Васак с тревогой взглянул на Бабика и, не отводя от него тяжелого взгляда, глубоко задумался. Его одолевали тягостные мысли. Он попытался их отогнать и вновь обратился к Бабику:

– Об этом рано еще говорить. Посмотрим! Ведь мы еще не едем, чего ж ты боишься?

– Я не боюсь! – отозвался Бабик. – Но я не поеду.
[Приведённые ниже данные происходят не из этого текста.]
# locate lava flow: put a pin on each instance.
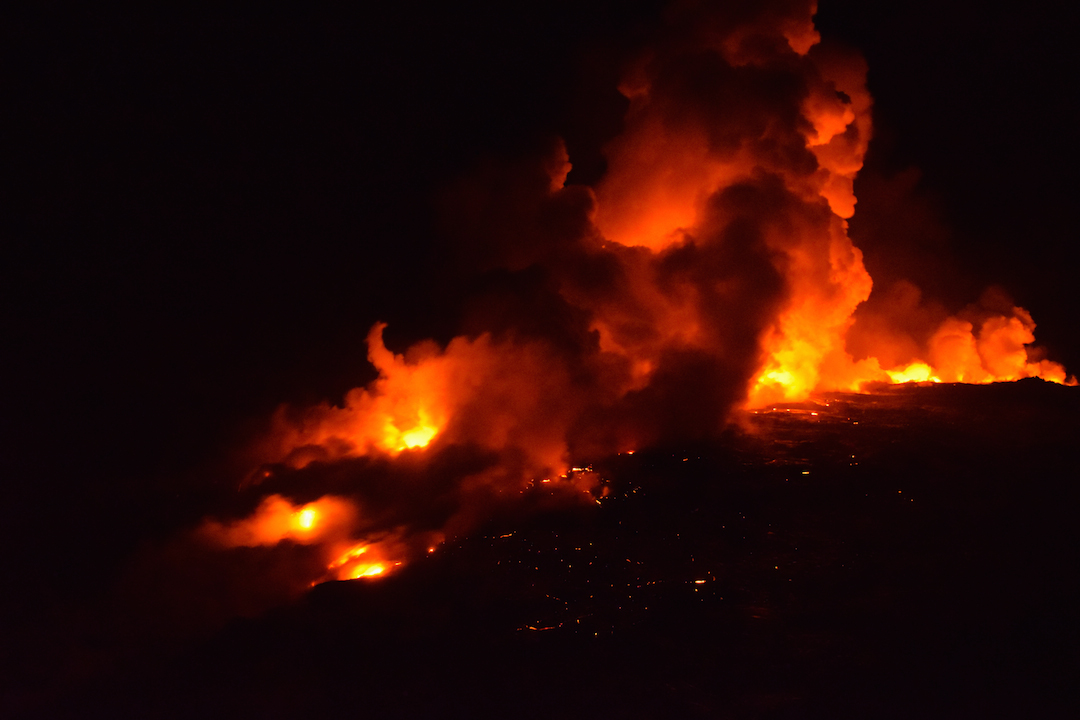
(709, 271)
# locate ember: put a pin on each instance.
(638, 434)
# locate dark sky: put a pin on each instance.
(208, 211)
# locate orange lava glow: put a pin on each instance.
(277, 519)
(711, 269)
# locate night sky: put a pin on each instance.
(207, 209)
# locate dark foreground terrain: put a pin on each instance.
(910, 554)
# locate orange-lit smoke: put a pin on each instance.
(711, 269)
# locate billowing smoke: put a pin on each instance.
(711, 269)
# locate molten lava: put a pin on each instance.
(711, 269)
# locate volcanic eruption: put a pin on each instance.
(709, 272)
(638, 434)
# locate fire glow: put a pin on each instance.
(711, 267)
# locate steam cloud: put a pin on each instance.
(710, 269)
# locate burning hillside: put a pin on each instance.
(638, 434)
(709, 272)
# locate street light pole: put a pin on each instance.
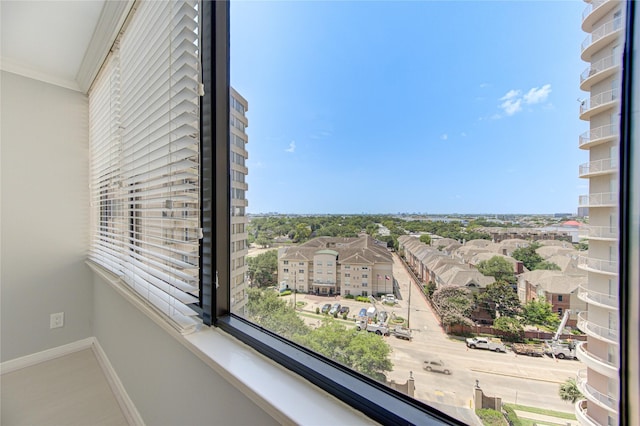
(409, 305)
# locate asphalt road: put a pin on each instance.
(516, 379)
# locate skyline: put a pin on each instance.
(421, 114)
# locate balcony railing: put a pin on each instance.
(592, 7)
(599, 99)
(598, 199)
(601, 65)
(596, 363)
(598, 265)
(604, 232)
(582, 416)
(601, 32)
(599, 166)
(594, 297)
(595, 395)
(602, 132)
(595, 330)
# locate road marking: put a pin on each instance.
(518, 376)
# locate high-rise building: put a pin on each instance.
(602, 49)
(238, 152)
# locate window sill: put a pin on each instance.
(269, 385)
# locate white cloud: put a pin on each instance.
(537, 95)
(510, 95)
(510, 106)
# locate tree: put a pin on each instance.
(363, 352)
(548, 266)
(569, 391)
(539, 313)
(267, 310)
(514, 332)
(263, 268)
(528, 256)
(455, 305)
(499, 268)
(425, 239)
(500, 299)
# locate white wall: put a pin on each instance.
(44, 215)
(168, 384)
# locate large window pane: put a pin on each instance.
(422, 170)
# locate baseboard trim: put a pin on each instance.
(129, 410)
(46, 355)
(127, 406)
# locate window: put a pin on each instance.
(145, 147)
(512, 104)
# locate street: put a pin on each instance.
(516, 379)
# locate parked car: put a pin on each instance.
(436, 365)
(390, 298)
(335, 309)
(486, 343)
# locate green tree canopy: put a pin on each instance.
(569, 391)
(267, 310)
(499, 268)
(455, 304)
(539, 312)
(500, 299)
(263, 268)
(367, 353)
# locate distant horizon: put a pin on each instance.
(488, 215)
(410, 106)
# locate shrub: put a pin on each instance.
(512, 417)
(491, 417)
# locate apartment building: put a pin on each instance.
(238, 107)
(328, 265)
(164, 377)
(603, 21)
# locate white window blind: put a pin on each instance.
(145, 143)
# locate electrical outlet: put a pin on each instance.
(56, 320)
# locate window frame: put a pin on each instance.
(374, 399)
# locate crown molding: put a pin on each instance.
(113, 16)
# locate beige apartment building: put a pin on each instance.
(331, 265)
(238, 106)
(602, 50)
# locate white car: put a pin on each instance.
(390, 298)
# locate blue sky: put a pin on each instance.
(434, 106)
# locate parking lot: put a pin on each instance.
(516, 379)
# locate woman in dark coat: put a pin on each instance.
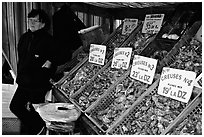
(34, 70)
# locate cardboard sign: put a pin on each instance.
(198, 35)
(198, 81)
(121, 58)
(143, 69)
(177, 84)
(97, 54)
(152, 23)
(129, 25)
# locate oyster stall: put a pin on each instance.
(118, 101)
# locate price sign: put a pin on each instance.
(97, 54)
(198, 35)
(121, 58)
(143, 69)
(176, 84)
(129, 25)
(198, 81)
(152, 23)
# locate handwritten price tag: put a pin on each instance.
(129, 25)
(198, 81)
(121, 58)
(176, 84)
(152, 23)
(143, 69)
(97, 54)
(198, 35)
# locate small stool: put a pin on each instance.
(60, 128)
(59, 117)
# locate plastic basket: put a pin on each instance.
(147, 116)
(113, 99)
(190, 122)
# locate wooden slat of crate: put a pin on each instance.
(184, 39)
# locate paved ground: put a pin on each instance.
(7, 94)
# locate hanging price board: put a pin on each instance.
(97, 54)
(121, 58)
(198, 81)
(176, 84)
(143, 69)
(129, 25)
(152, 23)
(198, 35)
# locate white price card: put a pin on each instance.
(152, 23)
(121, 58)
(198, 81)
(97, 54)
(143, 69)
(129, 25)
(176, 84)
(198, 35)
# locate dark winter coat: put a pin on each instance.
(65, 32)
(34, 49)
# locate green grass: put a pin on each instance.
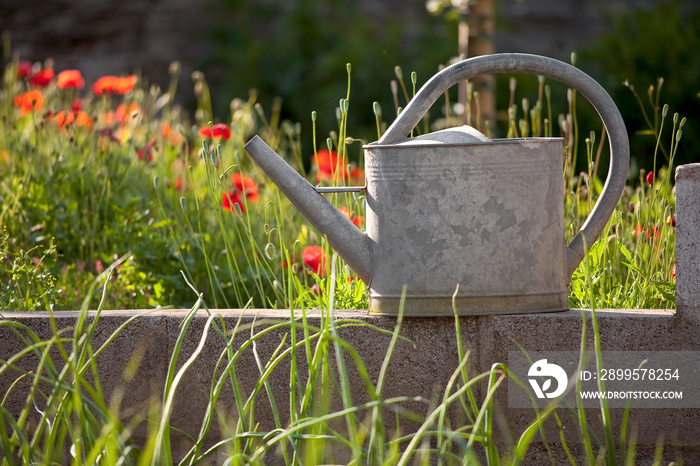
(68, 419)
(75, 198)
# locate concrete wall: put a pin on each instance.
(107, 37)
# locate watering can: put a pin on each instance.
(459, 219)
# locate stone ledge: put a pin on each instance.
(418, 369)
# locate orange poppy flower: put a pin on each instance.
(314, 258)
(24, 69)
(76, 105)
(64, 119)
(330, 166)
(146, 152)
(219, 130)
(70, 78)
(32, 100)
(230, 199)
(42, 78)
(246, 186)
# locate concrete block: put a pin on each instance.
(421, 364)
(688, 239)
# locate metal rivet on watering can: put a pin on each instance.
(454, 207)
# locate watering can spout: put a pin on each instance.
(344, 237)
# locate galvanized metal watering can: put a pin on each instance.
(454, 207)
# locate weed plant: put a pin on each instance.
(87, 176)
(162, 209)
(70, 417)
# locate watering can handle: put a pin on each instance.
(551, 68)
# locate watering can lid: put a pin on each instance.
(457, 135)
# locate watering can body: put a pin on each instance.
(455, 219)
(485, 215)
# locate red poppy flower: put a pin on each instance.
(24, 69)
(230, 199)
(42, 78)
(70, 78)
(114, 85)
(357, 221)
(32, 100)
(146, 152)
(357, 175)
(220, 130)
(329, 166)
(76, 105)
(245, 185)
(79, 118)
(314, 258)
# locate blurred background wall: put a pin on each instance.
(297, 49)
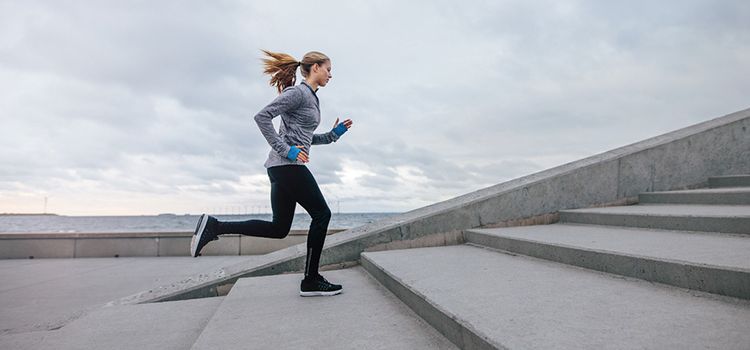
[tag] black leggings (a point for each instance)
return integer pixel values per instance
(290, 184)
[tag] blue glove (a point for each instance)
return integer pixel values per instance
(340, 129)
(293, 152)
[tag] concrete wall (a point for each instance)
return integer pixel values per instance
(89, 245)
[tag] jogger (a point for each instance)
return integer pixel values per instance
(291, 181)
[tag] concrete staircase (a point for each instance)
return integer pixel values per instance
(672, 272)
(588, 281)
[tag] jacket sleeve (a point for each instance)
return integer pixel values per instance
(289, 99)
(322, 139)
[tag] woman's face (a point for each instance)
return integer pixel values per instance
(322, 73)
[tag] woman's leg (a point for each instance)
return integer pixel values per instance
(282, 205)
(307, 193)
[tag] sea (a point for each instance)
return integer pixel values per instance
(158, 223)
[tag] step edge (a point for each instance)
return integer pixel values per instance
(688, 267)
(466, 337)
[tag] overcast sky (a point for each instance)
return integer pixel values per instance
(145, 107)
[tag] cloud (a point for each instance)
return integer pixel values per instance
(148, 106)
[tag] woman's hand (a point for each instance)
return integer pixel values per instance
(341, 128)
(297, 153)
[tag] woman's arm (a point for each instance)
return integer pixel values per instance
(323, 139)
(289, 99)
(333, 135)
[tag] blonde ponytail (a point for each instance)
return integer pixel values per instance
(283, 67)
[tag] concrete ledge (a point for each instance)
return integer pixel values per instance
(723, 280)
(726, 219)
(729, 181)
(733, 196)
(682, 159)
(125, 244)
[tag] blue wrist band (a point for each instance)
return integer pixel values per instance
(293, 152)
(340, 129)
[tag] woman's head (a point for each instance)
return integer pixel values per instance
(282, 68)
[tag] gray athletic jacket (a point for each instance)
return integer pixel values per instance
(299, 109)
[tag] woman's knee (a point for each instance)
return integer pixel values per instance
(281, 230)
(322, 215)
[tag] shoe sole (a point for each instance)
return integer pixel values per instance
(316, 294)
(197, 235)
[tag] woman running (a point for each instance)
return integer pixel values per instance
(291, 181)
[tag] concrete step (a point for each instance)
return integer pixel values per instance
(268, 313)
(167, 325)
(706, 218)
(484, 299)
(709, 262)
(729, 181)
(727, 196)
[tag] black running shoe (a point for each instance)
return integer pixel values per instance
(318, 285)
(204, 233)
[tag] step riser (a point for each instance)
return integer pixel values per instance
(695, 198)
(729, 181)
(455, 331)
(739, 225)
(691, 276)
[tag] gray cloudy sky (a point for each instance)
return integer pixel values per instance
(144, 107)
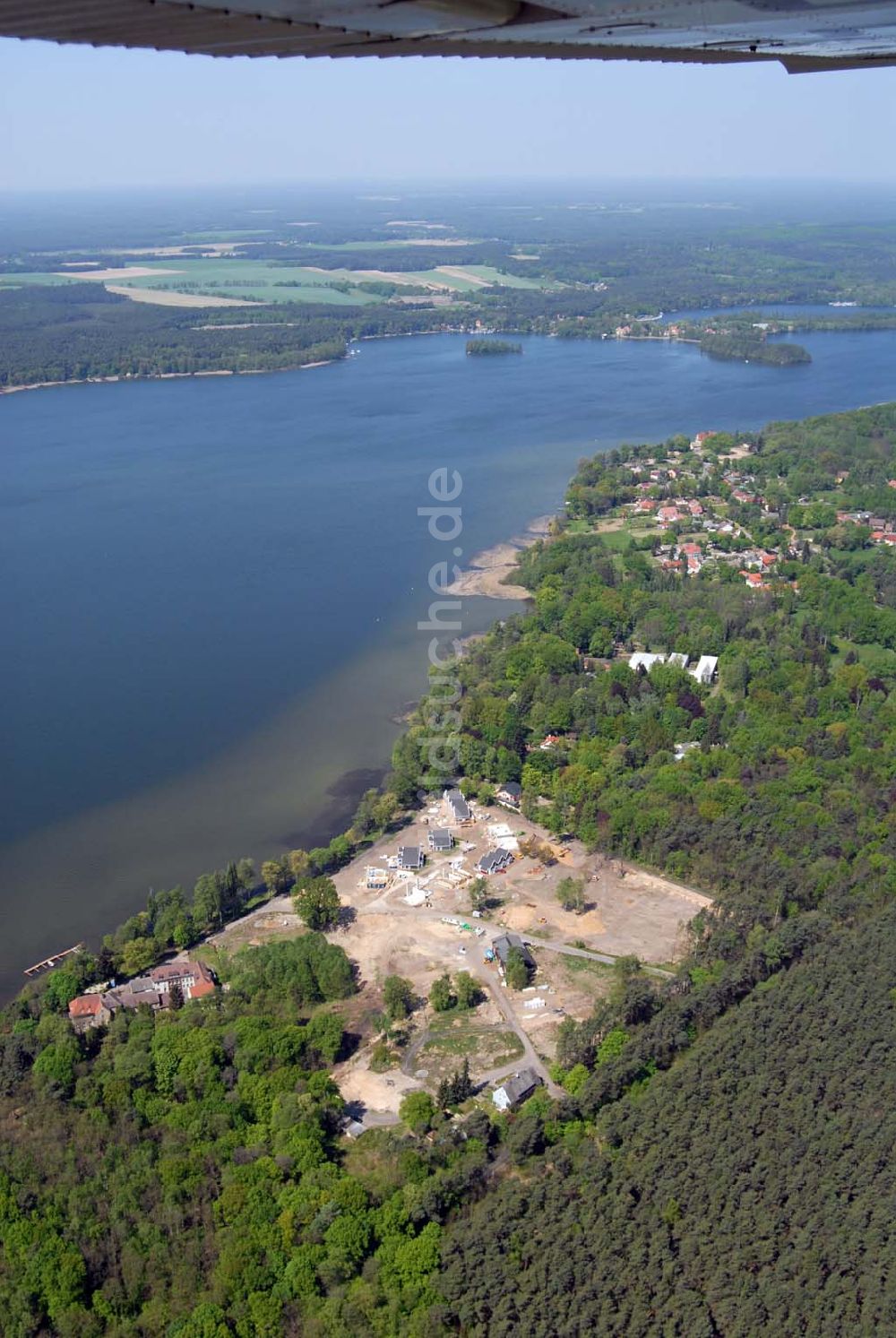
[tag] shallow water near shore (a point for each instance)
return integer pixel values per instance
(211, 588)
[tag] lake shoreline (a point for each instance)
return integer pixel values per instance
(163, 376)
(490, 569)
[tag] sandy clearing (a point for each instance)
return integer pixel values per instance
(103, 276)
(384, 276)
(184, 249)
(459, 272)
(488, 569)
(165, 298)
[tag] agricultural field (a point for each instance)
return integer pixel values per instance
(266, 281)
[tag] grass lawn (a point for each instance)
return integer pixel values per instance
(456, 1036)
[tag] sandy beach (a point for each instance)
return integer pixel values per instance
(490, 569)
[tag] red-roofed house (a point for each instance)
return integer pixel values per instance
(89, 1010)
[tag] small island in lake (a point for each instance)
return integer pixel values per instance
(491, 347)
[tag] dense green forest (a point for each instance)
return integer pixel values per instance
(70, 333)
(719, 1163)
(591, 285)
(491, 347)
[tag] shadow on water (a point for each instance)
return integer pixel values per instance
(344, 795)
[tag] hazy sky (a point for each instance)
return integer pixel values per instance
(81, 118)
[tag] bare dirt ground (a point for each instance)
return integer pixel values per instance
(488, 569)
(418, 926)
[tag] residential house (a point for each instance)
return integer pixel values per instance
(645, 661)
(194, 979)
(510, 794)
(516, 1090)
(458, 806)
(410, 857)
(440, 839)
(502, 947)
(89, 1010)
(495, 862)
(705, 669)
(151, 990)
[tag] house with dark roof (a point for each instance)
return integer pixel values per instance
(194, 979)
(410, 857)
(151, 990)
(510, 794)
(516, 1090)
(495, 862)
(458, 806)
(502, 946)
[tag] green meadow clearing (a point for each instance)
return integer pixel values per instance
(266, 281)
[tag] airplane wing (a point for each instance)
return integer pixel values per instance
(804, 35)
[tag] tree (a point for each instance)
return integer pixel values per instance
(570, 894)
(298, 863)
(398, 997)
(318, 903)
(440, 995)
(461, 1085)
(516, 971)
(416, 1110)
(138, 955)
(467, 990)
(276, 876)
(208, 906)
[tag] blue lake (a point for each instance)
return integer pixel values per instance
(211, 588)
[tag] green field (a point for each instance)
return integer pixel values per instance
(263, 281)
(21, 280)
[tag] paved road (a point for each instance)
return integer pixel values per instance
(530, 1055)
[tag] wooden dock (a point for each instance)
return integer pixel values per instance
(52, 961)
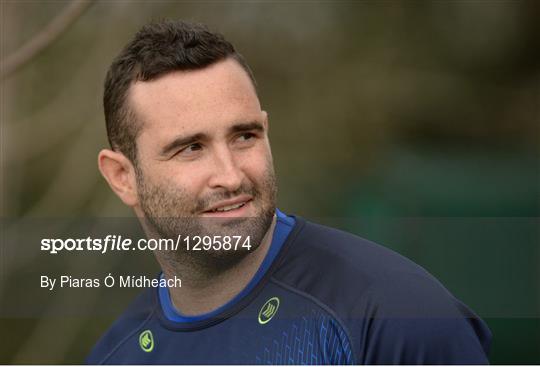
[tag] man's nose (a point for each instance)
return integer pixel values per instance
(226, 172)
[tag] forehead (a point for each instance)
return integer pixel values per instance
(192, 101)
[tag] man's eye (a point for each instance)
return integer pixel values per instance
(246, 136)
(190, 149)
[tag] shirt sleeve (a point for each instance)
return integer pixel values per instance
(415, 320)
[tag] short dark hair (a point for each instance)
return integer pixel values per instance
(158, 48)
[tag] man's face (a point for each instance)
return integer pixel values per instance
(203, 152)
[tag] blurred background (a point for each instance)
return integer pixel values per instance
(413, 124)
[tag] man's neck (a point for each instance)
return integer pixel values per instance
(202, 294)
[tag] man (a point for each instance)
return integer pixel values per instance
(190, 154)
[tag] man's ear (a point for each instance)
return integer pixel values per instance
(265, 120)
(120, 174)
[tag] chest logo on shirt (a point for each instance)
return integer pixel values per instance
(268, 310)
(146, 341)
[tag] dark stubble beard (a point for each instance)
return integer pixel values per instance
(170, 211)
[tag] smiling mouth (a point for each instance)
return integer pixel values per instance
(228, 207)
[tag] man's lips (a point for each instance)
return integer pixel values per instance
(229, 206)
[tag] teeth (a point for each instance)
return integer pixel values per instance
(229, 207)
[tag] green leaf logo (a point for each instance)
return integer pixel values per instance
(146, 341)
(268, 310)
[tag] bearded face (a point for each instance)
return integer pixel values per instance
(171, 210)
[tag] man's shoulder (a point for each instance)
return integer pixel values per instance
(340, 253)
(346, 271)
(386, 302)
(132, 320)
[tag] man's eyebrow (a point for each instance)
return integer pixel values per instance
(247, 126)
(181, 141)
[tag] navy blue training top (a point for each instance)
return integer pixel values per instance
(321, 296)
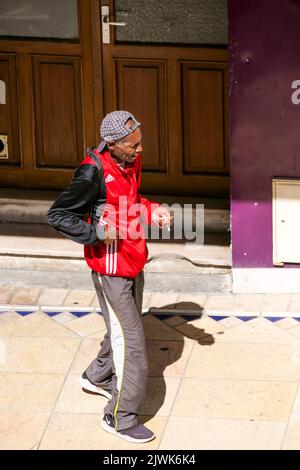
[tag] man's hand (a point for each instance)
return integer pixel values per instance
(110, 234)
(161, 216)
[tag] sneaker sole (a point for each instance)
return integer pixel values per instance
(87, 385)
(111, 430)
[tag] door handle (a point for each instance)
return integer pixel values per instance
(106, 24)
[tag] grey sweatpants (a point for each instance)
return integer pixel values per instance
(121, 365)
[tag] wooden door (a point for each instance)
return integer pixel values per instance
(178, 92)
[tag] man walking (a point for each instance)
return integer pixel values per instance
(106, 186)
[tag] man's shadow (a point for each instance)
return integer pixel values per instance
(166, 336)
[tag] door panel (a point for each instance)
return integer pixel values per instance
(9, 115)
(203, 118)
(141, 86)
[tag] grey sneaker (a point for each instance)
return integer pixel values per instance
(137, 433)
(87, 385)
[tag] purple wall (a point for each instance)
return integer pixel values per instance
(264, 123)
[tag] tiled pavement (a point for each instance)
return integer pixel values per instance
(224, 371)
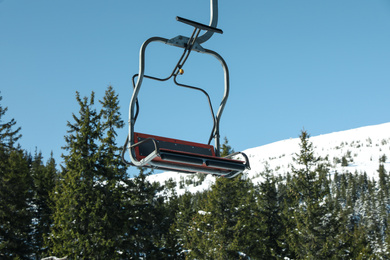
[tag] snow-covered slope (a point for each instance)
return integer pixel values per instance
(361, 147)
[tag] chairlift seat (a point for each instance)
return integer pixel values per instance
(183, 156)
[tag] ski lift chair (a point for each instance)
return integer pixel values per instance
(177, 155)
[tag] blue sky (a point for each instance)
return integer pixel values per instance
(319, 65)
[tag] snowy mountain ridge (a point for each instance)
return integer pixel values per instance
(356, 150)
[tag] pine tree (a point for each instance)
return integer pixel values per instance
(270, 215)
(310, 186)
(44, 178)
(75, 233)
(15, 194)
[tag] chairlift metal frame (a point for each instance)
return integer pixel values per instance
(177, 155)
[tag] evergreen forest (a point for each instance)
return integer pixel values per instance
(89, 208)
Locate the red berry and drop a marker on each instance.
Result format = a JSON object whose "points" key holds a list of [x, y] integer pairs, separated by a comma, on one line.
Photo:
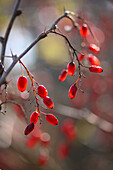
{"points": [[84, 30], [34, 117], [52, 119], [42, 91], [81, 57], [48, 102], [93, 60], [63, 75], [95, 69], [31, 141], [94, 48], [71, 68], [45, 139], [22, 83], [72, 91], [29, 128]]}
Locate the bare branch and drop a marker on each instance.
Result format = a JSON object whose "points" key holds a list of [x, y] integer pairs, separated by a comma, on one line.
{"points": [[5, 39]]}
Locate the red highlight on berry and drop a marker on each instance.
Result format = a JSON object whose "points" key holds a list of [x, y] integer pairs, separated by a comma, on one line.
{"points": [[48, 102], [95, 69], [29, 128], [63, 75], [93, 60], [84, 30], [72, 91], [71, 68], [42, 91], [34, 117], [94, 48], [22, 83], [52, 119]]}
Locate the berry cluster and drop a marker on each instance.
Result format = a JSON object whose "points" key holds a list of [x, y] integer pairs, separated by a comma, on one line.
{"points": [[69, 131], [43, 139], [94, 63]]}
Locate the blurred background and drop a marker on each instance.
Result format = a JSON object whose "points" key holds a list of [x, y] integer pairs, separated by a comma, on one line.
{"points": [[83, 140]]}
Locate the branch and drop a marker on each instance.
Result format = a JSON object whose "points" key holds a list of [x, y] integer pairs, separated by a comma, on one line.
{"points": [[5, 39]]}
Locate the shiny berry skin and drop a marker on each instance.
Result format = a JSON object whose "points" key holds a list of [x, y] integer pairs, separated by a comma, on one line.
{"points": [[71, 68], [42, 91], [45, 139], [34, 117], [93, 60], [94, 48], [22, 83], [52, 119], [29, 128], [48, 102], [95, 69], [63, 75], [72, 91], [84, 30], [43, 160]]}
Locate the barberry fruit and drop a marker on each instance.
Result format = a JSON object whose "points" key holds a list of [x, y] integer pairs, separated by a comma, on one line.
{"points": [[95, 69], [52, 119], [22, 83], [84, 30], [71, 68], [48, 102], [93, 60], [34, 117], [72, 91], [94, 48], [29, 128]]}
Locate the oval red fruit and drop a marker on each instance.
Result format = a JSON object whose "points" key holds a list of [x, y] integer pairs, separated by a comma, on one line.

– Настанет время – поедешь.

– Никогда не поеду!

Васак нахмурился. Его больно задели дерзкие ответы сына.

– Нерсик, – обратился он к младшему, пытаясь отвлечься от тягостных мыслей, – ты сегодня виделся с матерью?

– Виделся.

– Чем она была занята?

– Зайди к ней сам – и узнаешь! – вмешался Бабик. – ты так занят приемом посетителей и разговорами с ними, что не выберешь времени зайти к матери!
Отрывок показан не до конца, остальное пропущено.